Finally the Indian Railways is going to get a fresh lease of life out of the rut it has sunk into over years of inefficiency and mismanagement. After years of failed attempts at reviving the fortunes of the world’s fourth largest railway network, the government has invited private companies to invest in running 151 trains on 109 originating-destination routes, that entail an investment of about 4 bn US dollars. This will be the first major shift in railway operations since Independence.

Over the years, the railways has been proving a white elephant for the government because the cost of upkeep and maintenance of the gargantuan system was overriding the earnings from passenger and freight movement.

This small step at exploring and exploiting the potential of private firms to boost the finances and efficiency of the railways can be a game changer in the years to come and give us a roadmap of the trajectory that is most suitable for the sustained success of this experiment for a more permanent template of business operation in the sector.
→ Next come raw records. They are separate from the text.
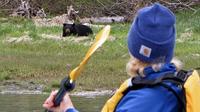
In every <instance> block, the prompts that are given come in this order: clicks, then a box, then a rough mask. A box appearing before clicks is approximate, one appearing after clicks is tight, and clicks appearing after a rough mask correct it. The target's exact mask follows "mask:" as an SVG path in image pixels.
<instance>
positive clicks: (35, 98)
mask: <svg viewBox="0 0 200 112" xmlns="http://www.w3.org/2000/svg"><path fill="white" fill-rule="evenodd" d="M46 97H47V95H2V94H1V95H0V108H1V109H0V112H44V109H43V108H42V103H43V102H44V100H45V99H46ZM107 99H108V96H98V97H92V98H90V97H77V96H76V97H72V101H73V103H74V106H75V107H76V108H77V109H78V110H79V111H80V112H100V110H101V108H102V106H103V105H104V103H105V101H106V100H107Z"/></svg>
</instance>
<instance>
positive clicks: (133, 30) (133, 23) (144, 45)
mask: <svg viewBox="0 0 200 112" xmlns="http://www.w3.org/2000/svg"><path fill="white" fill-rule="evenodd" d="M175 36H176V31H175V16H174V14H173V13H172V12H171V11H170V10H169V9H168V8H166V7H164V6H162V5H161V4H159V3H155V4H154V5H152V6H150V7H145V8H142V9H140V10H139V11H138V13H137V17H136V18H135V20H134V22H133V24H132V26H131V28H130V31H129V34H128V49H129V52H130V53H131V55H133V56H134V57H136V58H137V59H139V60H141V61H144V62H149V63H157V62H165V63H169V62H170V61H171V59H172V57H173V52H174V46H175Z"/></svg>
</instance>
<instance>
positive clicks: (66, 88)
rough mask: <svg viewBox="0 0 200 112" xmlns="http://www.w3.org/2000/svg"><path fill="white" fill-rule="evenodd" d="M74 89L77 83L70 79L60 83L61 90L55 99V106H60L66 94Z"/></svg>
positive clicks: (58, 93)
mask: <svg viewBox="0 0 200 112" xmlns="http://www.w3.org/2000/svg"><path fill="white" fill-rule="evenodd" d="M74 87H75V83H74V82H73V81H72V80H71V79H70V77H65V78H64V79H63V80H62V81H61V83H60V89H59V91H58V93H57V94H56V97H55V99H54V106H55V107H56V106H58V105H60V102H61V101H62V99H63V97H64V96H65V94H66V93H67V92H70V91H72V90H73V89H74Z"/></svg>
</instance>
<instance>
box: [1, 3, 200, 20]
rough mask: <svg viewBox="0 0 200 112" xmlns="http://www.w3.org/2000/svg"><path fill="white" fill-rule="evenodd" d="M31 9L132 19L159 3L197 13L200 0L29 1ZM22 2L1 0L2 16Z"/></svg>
mask: <svg viewBox="0 0 200 112" xmlns="http://www.w3.org/2000/svg"><path fill="white" fill-rule="evenodd" d="M27 1H29V2H30V5H31V7H34V8H43V9H44V11H45V12H46V13H47V14H48V15H52V16H55V15H60V14H63V13H67V6H69V5H73V7H74V9H75V10H77V11H79V13H78V15H79V16H80V17H100V16H124V17H126V18H127V19H129V18H132V16H133V15H134V14H135V12H136V11H137V10H138V9H139V8H141V7H143V6H147V5H149V4H152V3H154V2H159V3H161V4H163V5H165V6H167V7H169V8H170V9H172V10H173V11H177V10H184V9H190V10H193V11H194V12H195V11H197V10H196V9H194V7H198V6H199V4H200V0H27ZM20 2H21V0H0V13H1V15H8V14H10V13H11V12H12V11H13V10H14V9H15V8H16V7H18V4H20Z"/></svg>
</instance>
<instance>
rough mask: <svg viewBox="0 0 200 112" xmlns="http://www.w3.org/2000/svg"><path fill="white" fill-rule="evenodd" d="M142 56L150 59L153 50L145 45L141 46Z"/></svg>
mask: <svg viewBox="0 0 200 112" xmlns="http://www.w3.org/2000/svg"><path fill="white" fill-rule="evenodd" d="M140 54H142V55H143V56H146V57H148V58H149V57H150V55H151V48H149V47H147V46H145V45H141V48H140Z"/></svg>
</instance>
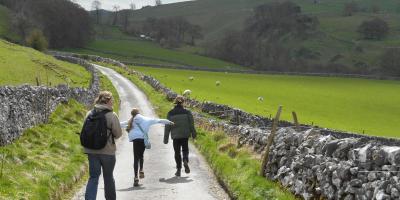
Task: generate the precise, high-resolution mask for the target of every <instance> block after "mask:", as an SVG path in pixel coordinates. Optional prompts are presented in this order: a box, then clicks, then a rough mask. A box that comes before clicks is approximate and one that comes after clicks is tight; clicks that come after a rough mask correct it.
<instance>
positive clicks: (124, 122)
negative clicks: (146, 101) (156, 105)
mask: <svg viewBox="0 0 400 200" xmlns="http://www.w3.org/2000/svg"><path fill="white" fill-rule="evenodd" d="M131 115H132V117H131V119H129V121H125V122H121V126H122V127H126V131H128V136H129V141H130V142H133V155H134V163H133V166H134V172H135V179H134V183H133V185H134V186H135V187H136V186H139V178H141V179H142V178H144V171H143V163H144V160H143V155H144V151H145V149H146V148H150V142H149V139H148V135H147V134H148V131H149V129H150V126H152V125H154V124H168V125H173V124H174V123H173V122H171V121H169V120H167V119H157V118H149V117H145V116H143V115H141V114H139V109H137V108H133V109H132V111H131ZM139 168H140V171H139ZM138 171H139V176H138Z"/></svg>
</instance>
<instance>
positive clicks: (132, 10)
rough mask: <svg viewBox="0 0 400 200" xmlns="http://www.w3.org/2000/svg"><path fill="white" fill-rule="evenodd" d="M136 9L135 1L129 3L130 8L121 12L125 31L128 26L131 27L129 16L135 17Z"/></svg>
mask: <svg viewBox="0 0 400 200" xmlns="http://www.w3.org/2000/svg"><path fill="white" fill-rule="evenodd" d="M135 9H136V5H135V4H134V3H133V1H132V2H131V3H130V4H129V9H127V10H123V11H122V12H121V15H122V20H123V22H122V24H123V27H124V30H125V31H128V27H129V18H130V17H131V18H133V11H134V10H135Z"/></svg>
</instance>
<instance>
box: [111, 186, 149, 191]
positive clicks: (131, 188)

Railways need to get out of the stranglehold of unions and highhandedness of labour leaders who have traditionally stalled any rejig plan as long as it didn’t cater to their interests. This pandering of decades has bled the railways, and today it has become difficult to even pay the salaries to the massive workforce. The smallest fare hikes are greeted with protests, despite the fact the India has one the lowest rail journey fares in the world.

Meanwhile, due to the lack of discipline and accountability in the work culture, the services of the country’s largest single public transport facility have deteriorated beyond redemption, which is why no one wants to pay more for what he is getting.

 Every quarter of railways, from the food quality to the standard of cleanliness, cries for attention and funding, both of which the railways is hard put to provide. This had made it pertinent for the government to think out of the box and improve the overall paraphernalia of the railways to save it from sinking, even if it means handing over the management in phases to private expertise.

Private players are bound to usher in a new work interface and consumer experience. This is an era of smart management which envisages best use of limited resources and customised service in line with the trend, taste and preferences of the customer – something the railway mandarins are almost oblivious of.

The government-run railways has a penchant to promote flab, which affects efficiency and leads to waste of resources.  Years of clumsy practices have led to this crisis today. This is starkly opposite to the business model that a successful venture of our times needs to adopt.

We cannot let a system run on an obsolete track just because a tradition exists. We need to review the working and future of our major institutions from time to time to align them with the current needs. This is the only way the relevance and efficacy of a system can be improved and maintained. No one individual or institution is impervious to scrutiny and change. If drastic measures are needed for the development of the nation, then we have to accept it and cooperate with it. The nation’s interests have to be kept above short-term individual gains, for it the nation prospers, we all prosper.